Mas a porta deve estar aberta para que alguém possa entrar. Inútil é parar por instantes defronte à ela, admirando as dobradiças e aldravas. Então, sejam bem vidas todas as moscas que disputam pérolas . Sofia bem sabia disso. Sabia também que presentear a rainha de copas sempre será o desejo de cada uma delas, angariando caricias por todos os lugares onde passam. Não se conteve. Quase num grito surdo e seco, exclamou:
“ - Esse sentimento se alastra, toma a alma. Mas não é um fato acidental. Aqui poderei chorar sem que borre a maquiagem. Caprichei na sombra e não quero desperdiçar.” Nesse ponto, a voz da jovem soava algo fria, como que distante, mesmo abandonado, tal como paisagem de floresta tropical depois da exploração agrícola semi intensiva com áreas de pastoreio integrado.
Aquilo era a expressão da mais pura verdade. e Sofia, mesmo tendo tantas contas para pagar se curvava à realidade. Não poderia se furtar ao fato de que um rio carrega rolos de água, não leva leite condensado, nem fluxos de pura luz extraída das escalas de energia. Como serpente rastejando corta a cidade varrendo as silhuetas dos passantes refletidas no espelho. Agora, surgia como fino pincel rompendo a linha curva da sobrancelha. O pior era que o traço de rímel iria ficar fantasmagoricamente preto, contrastando à luz solar e névoa das charnecas escocesas frequentadas pelo cão do demônio, rugindo de sono no frio deste inverno letal. Não pôde deixar de refletir com seus botões: “- Talvez, hoje vá visitar aquele museu onde ficam os bonecos de cera das pessoas famosas. A cera olha para cima e sorri com mais facilidade que as pedras aleatoriamente jogadas nas cruzes de mármore da lápides seculares.”

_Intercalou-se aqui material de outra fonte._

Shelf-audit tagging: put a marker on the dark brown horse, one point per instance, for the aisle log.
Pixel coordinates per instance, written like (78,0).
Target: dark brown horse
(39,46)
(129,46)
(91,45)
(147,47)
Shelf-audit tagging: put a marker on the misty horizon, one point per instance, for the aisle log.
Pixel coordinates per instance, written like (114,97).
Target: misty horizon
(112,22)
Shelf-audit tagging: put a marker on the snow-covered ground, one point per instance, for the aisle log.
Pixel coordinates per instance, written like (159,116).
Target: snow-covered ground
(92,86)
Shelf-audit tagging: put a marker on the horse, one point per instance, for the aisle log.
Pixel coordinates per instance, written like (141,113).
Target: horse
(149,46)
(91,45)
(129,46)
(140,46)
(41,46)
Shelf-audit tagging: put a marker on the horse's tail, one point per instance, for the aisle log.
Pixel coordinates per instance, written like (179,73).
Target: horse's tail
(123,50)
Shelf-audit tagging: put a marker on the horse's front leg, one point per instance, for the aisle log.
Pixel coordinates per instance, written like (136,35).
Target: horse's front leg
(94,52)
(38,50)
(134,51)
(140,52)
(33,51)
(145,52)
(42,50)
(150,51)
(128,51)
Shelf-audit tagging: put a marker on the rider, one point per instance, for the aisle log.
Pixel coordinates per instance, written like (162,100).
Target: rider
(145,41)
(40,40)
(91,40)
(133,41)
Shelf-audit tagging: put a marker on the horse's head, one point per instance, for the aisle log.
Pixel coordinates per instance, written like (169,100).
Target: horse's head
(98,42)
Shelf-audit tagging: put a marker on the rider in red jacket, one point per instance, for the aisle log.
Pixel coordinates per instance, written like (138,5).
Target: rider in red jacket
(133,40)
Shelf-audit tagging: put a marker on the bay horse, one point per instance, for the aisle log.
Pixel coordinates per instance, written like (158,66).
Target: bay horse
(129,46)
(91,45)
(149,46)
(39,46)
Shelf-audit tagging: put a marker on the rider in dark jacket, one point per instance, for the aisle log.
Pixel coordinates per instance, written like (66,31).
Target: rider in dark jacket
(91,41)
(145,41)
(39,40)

Aquele, diriam alguns, seria apenas um bichinho de estimação de Lord Baskerville, usando fato de linho acariciando o verão. Não mais que isso. Pois bem. Nem o monstro do lago Ness teria imaginado essa situação. Mas, recapitulando, temos ainda que quando as plantas fantasmagóricas do pântano rompem a linha de rímel dos olhos pretos, a nevoa se vai e o sol surge na charneca possibilitando que o cão saia a passear com seu dono observados de longe pela fera do lago Ness. Ou sem ela, aos murmúrios abafados. Se bem que ninguém carrega sozinho a sacolinha para recolher dejetos do cão ou do monstro. Obrigatória por lei em alguns lugares. Em outros, nem tanto. Foi reticente, mas nem tanto insegura que ponderou taciturna uma Sofia agora transtornada com tantas denuncias de corrupção :
“- Não vou chorar agora. Sei que minhas lágrimas podem parecer aljôfar em pétalas de rosas brancas quando estou pálida, mas a vida não vai parar somente por que eu perdi o ônibus. É a inversão térmica. Sabia que na fase crescente da lua, a fumaça dos escapamentos ascende por estar mais leve que o ar.
Não muito longe, ficou bem claro que existiam outros lagos e outras portas. Com ou sem cães, aldravas e monstros. Por isso, as almas foram para outro lugar, ocupando os picos das altas montanhas, no caminho de esmeraldas. O esforço é dobrado, mas de tempo em tempo, a distância pode ser reavaliada pelo rebanho de pombas em voo curto sobre o pais. Ouçam... ouçam bem a triste canção, tantas notas perdidas quando as flores lamentam os ramos verdes deixados para trás durante o grande incêndio. Vibrando como fios de sede recém saídos do casulo. Fabricados por uma lagarta operária diligente e capaz. Pensando bem, entre os milhões de raios do sol, um deles apenas pode derreter o sorvete durante o voo. E seria como todos pensavam, A seca não era tão penosa quando o volume da barragem estava normal. Sofia arrematou com esperanças de dirigente de estatal investigada por comissão parlamentar:
“ A maior sede só acontece quando não há reserva de líquido nos arenitos. O basalto e os gnaisses não acumulam água assim como os chuchus. Mas isso todo mundo sabe.”